Un comunicado, firmado por los Monseñores: Nicolás Bermúdez y Luis Armando Tineo, Obispos Auxiliares de la Arquidiócesis de Caracas, exige a las autoridades la devolución de la Capilla «Jesús de la Divina Misericordia», ubicada en el sector «El Winche», zona de «Mariches», en el área metropolitana de Caracas. También, exige respeto a los derechos de los niños, de acuerdo a los convenios nacionales e internacionales.
Este comunicado ha disparado las alarmas en la comunidad nacional. El reclamo de la Arquidiócesis se produce, porque un «Teniente de la Reserva», de nombre José Luis Villalda, ordenó a las Hermanas Misioneras Lauritas, y a los fieles, la inmediata desocupación de la Capilla. Se conoce que ahora la instalación religiosa, está siendo utilizada para la formación o entrenamiento de «brigadas infantiles y juveniles de la reserva», integradas por menores de 8 a 14 años de edad ¡¡Comenzó la formación de las milicias infantiles y juveniles!!
«El Sátrapa» pretende iniciar desde ya el adoctrinamiento de niños y jóvenes, para formar las Milicias Populares. No hay nadie más perverso que aquél que intenta abusar de la infancia y la juventud. No importa las intenciones con las que se actúe. Pueden ser hechos malsanos, de orden físico; pueden ser acciones arteras, utilizando el engaño y la mentira, para adoctrinar a nuestros pequeños.
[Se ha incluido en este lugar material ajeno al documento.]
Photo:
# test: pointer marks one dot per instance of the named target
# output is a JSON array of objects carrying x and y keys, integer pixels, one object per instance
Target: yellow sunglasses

Cualquier sociedad repudia contundentemente cualquiera de estas dos acciones malvadas contra sus niños y jóvenes.
Hasta en el bajo mundo, lleno de criminales y bandidos, existe un código de conducta, que actúa muy fuertemente contra los violadores de niños y jóvenes. En nada se diferencia quien físicamente viola a un niño, de aquél que le viola a otro niño, su derecho a educarse, de acuerdo a los principios de sus padres. Aquél que enseñe a un niño a odiar, a matar, o a adorar a un personaje como «El Sátrapa», es un mercenario peligroso, que debe ser denunciado con el mayor vigor posible.
Es tan grave y repudiable la violación física, como la violación intelectual de un niño o un joven. ¿Qué debemos pensar entonces, cuando esa violación se pretende hacerla en forma masiva y sistemática? Debemos declararnos en alerta roja, ante la inminente amenaza que pende sobre el futuro de nuestros hijos y nietos. Ya está en marcha, un malvado y cruel proyecto, destinado a lavarle el cerebro a lo más querido y apreciado de nuestra sociedad, para implantar el sistema comunista en Venezuela, al estilo cubano.
Los comunistas saben perfectamente, que muy poco pueden hacer para dominar a un pueblo, cuando este tiene formado su criterio político favorable a la democracia. Pero también, por experiencia propia, conocen que si a los niños y a los jóvenes, se les adoctrina constantemente, afincándose en los malignos y perversos principios totalitarios del comunismo, pueden crear una sociedad dócil a sus fines dictatoriales.